On this #NationalComingOutDay, we’re “coming out” with some information you don’t know. “Kao Merit Shampoo
Obviously, this was not what the hashtag was intended for. It was probably very puzzling for LGBTQ+ people browsing the hashtag to see what people had posted.
Especially in Japan, where the LGBTQ+ community is still fighting for the recognition of same-sex marriage, coming out is not something to be made light of. It’s a decision that could drastically affect people’s relationships, jobs, and previously built social standing. Using the concept of “coming out” to shill a product demonstrates a lack of consideration for what being openly LGBTQ+ means.
This was not lost on those who saw the post, with many feeling strongly enough to point out Kao’s insensitivity.
Kao is one of many Japanese companies over the years that have participated in a trend of making LGBTQ+-related jokes specifically using the Coming Out Day tag. In fact, a translator compiled a thread full of quote-retweeted Coming Out Day joke posts from various companies. The thread has a total of 6 other companies, 5 of which have already deleted their quoted tweets.

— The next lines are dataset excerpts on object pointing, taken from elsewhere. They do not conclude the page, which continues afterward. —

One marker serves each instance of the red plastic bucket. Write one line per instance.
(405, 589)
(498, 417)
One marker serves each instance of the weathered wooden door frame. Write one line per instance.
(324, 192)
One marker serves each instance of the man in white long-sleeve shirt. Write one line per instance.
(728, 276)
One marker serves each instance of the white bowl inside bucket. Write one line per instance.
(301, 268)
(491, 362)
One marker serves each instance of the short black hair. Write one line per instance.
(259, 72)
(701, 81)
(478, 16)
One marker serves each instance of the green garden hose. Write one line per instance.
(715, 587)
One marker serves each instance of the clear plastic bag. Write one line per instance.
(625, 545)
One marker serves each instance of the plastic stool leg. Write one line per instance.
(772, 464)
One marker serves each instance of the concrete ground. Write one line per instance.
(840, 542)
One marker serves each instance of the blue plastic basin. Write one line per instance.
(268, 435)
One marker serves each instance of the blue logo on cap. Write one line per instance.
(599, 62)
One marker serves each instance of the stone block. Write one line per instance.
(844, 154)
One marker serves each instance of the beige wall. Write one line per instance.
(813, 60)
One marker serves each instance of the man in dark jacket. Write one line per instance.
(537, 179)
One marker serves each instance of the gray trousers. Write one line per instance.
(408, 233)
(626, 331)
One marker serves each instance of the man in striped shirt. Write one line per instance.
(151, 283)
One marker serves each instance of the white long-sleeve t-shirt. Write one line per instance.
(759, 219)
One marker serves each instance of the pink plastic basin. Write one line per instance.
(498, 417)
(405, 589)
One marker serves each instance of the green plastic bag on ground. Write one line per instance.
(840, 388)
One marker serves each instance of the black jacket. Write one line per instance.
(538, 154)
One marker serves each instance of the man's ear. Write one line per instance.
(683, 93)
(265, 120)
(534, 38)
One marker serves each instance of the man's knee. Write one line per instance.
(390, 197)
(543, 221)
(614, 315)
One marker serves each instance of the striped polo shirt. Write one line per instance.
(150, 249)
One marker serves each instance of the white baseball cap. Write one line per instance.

After being met with so much backlash for the tweet, Kao issued a public apology.
Many were unsatisfied with this apology, citing that it was not a good excuse to imply that they “misunderstood” what Coming Out Day was about.
Others were mad that, despite Kao’s “sincerest apologies,” the tweet had not been deleted yet.
The ignorance of Kao and the other companies who made light of Coming Out Day isn’t just a reflection of the staff who work for them, but of how society tends to treat LGBTQ+ people as a whole. Like Kao, society’s acknowledgment of marginalized people often frames them as a joke. Stereotypes of gay or gender-nonconforming people are often used to caricature the community.
Though Kao’s post may have been embarrassing, the company will probably not suffer any meaningful consequences for their inconsideration, as is usual with most large companies. Meanwhile, LGBTQ+ people suffer consequences every day for living their lives. Take for example Kawachi Shino, who talked with Huffington Post Japan recently about the discrimination she’s experienced her entire life.
As a whole, Japanese society is gradually becoming more accepting of LGBTQ+ people. While marriage equality across the country remains out of grasp (for now), many jurisdictions – including Tokyo – support partnership systems that confer some of the rights of marriage. However, discrimination still exists and occurs on a regular basis.
Against that backdrop, Kao’s jokes just don’t seem as funny as the company’s marketing department seemed to think they were.